My top pick of the week is the 2012 Lebanese drama "The Attack". Set in Tel Aviv, the film is framed around the Israel-Palestinian conflict, exploring the way it impacts our central character - a Palestinian surgeon named Amin (played by Ali Suliman). As the events of the film unfold, he goes through feelings of betrayal and disillusionment as a fateful incident changes his life forever.
On approaching "The Attack", I anticipated much after its successful run through the 2012 festival circuit. Its subject matter (the Israeli-Palestinian conflict) has produced a slew of films that I greatly admire. Based on what I was hoping for then, the film had its strengths and a few minor disappointments.
The film begins with a shocking act of terrorism, as a suicide bomber has caused the deaths of many persons. Based on the nature of her injuries, Amin's wife turns out to be the prime suspect. When he finds out, he reacts with staunch denial. In his eyes, his level-headed, peaceful wife just couldn't be the perpetrator of such extreme violence. However, he is eventually forced to come to terms with the facts. The plot therefore follows his gradual process of understanding.
This quest for answers leads the film down a path that it often struggles to engage fully with. I stated earlier that the film had some minor disappointments and that feeling stems mainly from the film's overall tone/style. Strangely enough, my expectations were based on films that weren't specifically related to the film's topic. Namely, I was hoping for either a brooding mystery in the vein of "Incendies" or a tense thriller like "Zero Dark Thirty". It's perhaps an strange comparison, but these films all share fairly similar Middle Eastern settings, socio-cultural implications and plot elements (mystery and/or investigation). Most importantly, I view them as high stylistic achievements and as such, they were constantly in the back of my mind.
Of course, judging a film based on another is a foolhardy thing to do. "The Attack" is neither a complicated mystery story nor a white knuckle thriller. Rather, it's an psycho-emotional drama about a man and his enlightenment about his wife and his society. This is actually compelling in itself, but the way that the script handles these issues left me unsatisfied.
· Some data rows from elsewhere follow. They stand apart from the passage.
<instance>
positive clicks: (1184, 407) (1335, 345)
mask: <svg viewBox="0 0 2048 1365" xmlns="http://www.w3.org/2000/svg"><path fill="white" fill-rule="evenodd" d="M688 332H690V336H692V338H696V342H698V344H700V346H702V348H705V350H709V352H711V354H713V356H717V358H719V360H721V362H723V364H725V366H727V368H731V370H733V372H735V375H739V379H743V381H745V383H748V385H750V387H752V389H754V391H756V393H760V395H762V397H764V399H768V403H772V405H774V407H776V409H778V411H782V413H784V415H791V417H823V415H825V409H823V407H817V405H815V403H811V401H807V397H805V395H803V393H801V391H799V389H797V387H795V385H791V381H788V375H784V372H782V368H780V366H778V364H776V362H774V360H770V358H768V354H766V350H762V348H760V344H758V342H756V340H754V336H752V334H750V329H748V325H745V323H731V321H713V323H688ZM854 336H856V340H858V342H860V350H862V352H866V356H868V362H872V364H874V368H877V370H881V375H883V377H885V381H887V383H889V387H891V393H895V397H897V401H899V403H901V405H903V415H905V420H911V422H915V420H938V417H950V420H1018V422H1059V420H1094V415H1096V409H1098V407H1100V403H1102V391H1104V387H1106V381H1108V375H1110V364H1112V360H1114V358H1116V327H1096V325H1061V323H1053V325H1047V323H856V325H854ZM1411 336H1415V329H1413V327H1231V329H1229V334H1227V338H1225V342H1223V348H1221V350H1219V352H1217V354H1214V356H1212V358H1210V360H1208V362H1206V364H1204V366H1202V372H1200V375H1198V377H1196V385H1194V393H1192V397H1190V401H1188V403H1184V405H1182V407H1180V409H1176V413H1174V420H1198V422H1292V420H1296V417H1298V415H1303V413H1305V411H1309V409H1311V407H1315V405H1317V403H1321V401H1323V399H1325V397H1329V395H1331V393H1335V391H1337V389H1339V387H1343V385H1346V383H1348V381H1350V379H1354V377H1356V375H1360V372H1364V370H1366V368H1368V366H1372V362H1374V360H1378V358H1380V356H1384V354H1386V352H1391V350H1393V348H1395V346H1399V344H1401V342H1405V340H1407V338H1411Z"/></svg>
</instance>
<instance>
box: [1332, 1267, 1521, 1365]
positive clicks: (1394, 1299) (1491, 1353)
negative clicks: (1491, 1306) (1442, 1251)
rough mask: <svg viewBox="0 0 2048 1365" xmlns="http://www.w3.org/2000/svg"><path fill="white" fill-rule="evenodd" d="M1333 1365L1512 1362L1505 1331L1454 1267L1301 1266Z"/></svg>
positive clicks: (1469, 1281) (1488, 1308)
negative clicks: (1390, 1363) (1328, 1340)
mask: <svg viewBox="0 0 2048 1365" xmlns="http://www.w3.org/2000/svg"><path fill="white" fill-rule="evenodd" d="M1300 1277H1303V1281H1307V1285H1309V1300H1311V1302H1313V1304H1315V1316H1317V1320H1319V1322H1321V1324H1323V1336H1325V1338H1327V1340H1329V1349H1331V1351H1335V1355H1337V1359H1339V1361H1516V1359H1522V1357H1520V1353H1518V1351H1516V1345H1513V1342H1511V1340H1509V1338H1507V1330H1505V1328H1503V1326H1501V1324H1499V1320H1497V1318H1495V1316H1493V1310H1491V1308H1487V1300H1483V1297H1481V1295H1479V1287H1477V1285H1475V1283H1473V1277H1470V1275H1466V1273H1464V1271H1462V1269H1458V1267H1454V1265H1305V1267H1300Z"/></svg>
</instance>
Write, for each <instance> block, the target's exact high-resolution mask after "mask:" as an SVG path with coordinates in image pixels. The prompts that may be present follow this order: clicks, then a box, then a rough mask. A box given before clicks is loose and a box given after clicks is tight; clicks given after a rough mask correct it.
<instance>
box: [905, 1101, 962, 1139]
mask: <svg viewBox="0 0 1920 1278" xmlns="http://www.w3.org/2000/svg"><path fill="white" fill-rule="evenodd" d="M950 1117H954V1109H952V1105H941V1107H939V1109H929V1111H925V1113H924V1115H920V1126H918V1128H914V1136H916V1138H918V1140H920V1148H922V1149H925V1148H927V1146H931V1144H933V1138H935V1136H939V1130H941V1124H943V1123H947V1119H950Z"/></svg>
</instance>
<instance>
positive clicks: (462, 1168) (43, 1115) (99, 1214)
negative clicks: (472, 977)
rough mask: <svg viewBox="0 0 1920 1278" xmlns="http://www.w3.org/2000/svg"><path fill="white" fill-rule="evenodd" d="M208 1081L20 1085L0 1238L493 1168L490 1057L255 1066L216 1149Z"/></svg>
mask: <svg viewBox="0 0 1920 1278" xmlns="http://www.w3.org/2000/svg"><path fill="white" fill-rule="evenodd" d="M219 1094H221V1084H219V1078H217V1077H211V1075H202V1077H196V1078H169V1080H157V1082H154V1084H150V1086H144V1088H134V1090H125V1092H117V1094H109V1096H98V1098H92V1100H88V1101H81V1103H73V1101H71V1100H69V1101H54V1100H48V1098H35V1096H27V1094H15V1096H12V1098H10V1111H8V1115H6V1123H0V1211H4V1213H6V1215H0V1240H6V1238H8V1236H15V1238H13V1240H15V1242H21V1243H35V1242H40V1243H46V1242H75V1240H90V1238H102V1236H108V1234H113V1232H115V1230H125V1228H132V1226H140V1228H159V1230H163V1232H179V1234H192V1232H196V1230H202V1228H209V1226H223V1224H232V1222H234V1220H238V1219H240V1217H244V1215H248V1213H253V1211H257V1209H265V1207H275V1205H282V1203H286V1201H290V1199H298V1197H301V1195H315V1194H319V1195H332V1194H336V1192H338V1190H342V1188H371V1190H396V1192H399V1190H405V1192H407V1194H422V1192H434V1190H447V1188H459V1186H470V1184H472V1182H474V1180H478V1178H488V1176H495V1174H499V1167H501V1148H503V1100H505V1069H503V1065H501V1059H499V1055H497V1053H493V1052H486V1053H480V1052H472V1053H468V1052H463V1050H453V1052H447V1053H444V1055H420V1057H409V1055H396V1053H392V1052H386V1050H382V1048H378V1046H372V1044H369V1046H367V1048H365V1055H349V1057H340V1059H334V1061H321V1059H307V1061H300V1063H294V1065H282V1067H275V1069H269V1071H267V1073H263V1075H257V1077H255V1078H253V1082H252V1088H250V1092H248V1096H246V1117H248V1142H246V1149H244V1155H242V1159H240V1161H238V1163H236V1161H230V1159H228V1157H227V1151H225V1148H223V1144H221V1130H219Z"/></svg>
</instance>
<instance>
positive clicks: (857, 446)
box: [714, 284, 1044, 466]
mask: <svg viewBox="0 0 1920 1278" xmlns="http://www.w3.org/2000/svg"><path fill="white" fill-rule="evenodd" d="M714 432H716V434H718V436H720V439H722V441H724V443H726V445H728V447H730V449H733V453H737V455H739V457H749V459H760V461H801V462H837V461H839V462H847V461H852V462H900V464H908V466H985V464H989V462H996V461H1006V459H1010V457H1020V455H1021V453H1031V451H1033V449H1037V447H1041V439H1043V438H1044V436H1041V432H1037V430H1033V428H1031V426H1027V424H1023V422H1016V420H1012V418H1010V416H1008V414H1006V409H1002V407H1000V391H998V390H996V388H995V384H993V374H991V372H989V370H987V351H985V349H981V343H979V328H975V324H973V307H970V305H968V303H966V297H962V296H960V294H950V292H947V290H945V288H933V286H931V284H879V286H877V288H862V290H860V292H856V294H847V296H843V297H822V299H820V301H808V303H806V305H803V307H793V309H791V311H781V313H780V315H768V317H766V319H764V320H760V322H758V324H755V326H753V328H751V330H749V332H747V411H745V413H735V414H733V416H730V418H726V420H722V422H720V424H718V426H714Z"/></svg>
Mainly, his reflections on his wife takes away some of the potency of the film. The flashback scenes are understandably nostalgic (he has nothing but fond memories of her) but they're altogether a bit too precious for the situation at hand. Considering the fact that he witnessed the horrifying aftermath first hand, it undermines the evident severity of her actions.
Similarly, this sentimentality takes away from some of the story's larger social themes. Despite being Palestinian, Amin is more in line with the Israeli/Jewish point of view. Hence, there's a crucial subplot about his perception of martyrdom that isn't given its due weight until late in the game. Consequently, the bulk of the film is somewhat impenetrable for the viewer, as it lacks the urgency that its title suggests while simultaneously avoiding deeper engagement with the psychology of all involved. As the film is based on a novel, it's possible that the literary source expands more on its ideas. From the way the script is presented, it obviously lends itself to many introspective moments that are inevitably difficult to translate to the screen.
Yet despite my criticisms, this is essentially a well-made film. There's something sincerely touching about the blind ignorance caused by love and those flashback scenes are directed and acted beautifully. Likewise, the film's resolution leaves a significant emotional impact. Clearly, Ali Suliman is a capable vessel for a character study, so it's unfortunate that the screenwriting isn't as dexterous as he is. Overall though, the film has enough strong elements to impress. Just temper your expectations beforehand.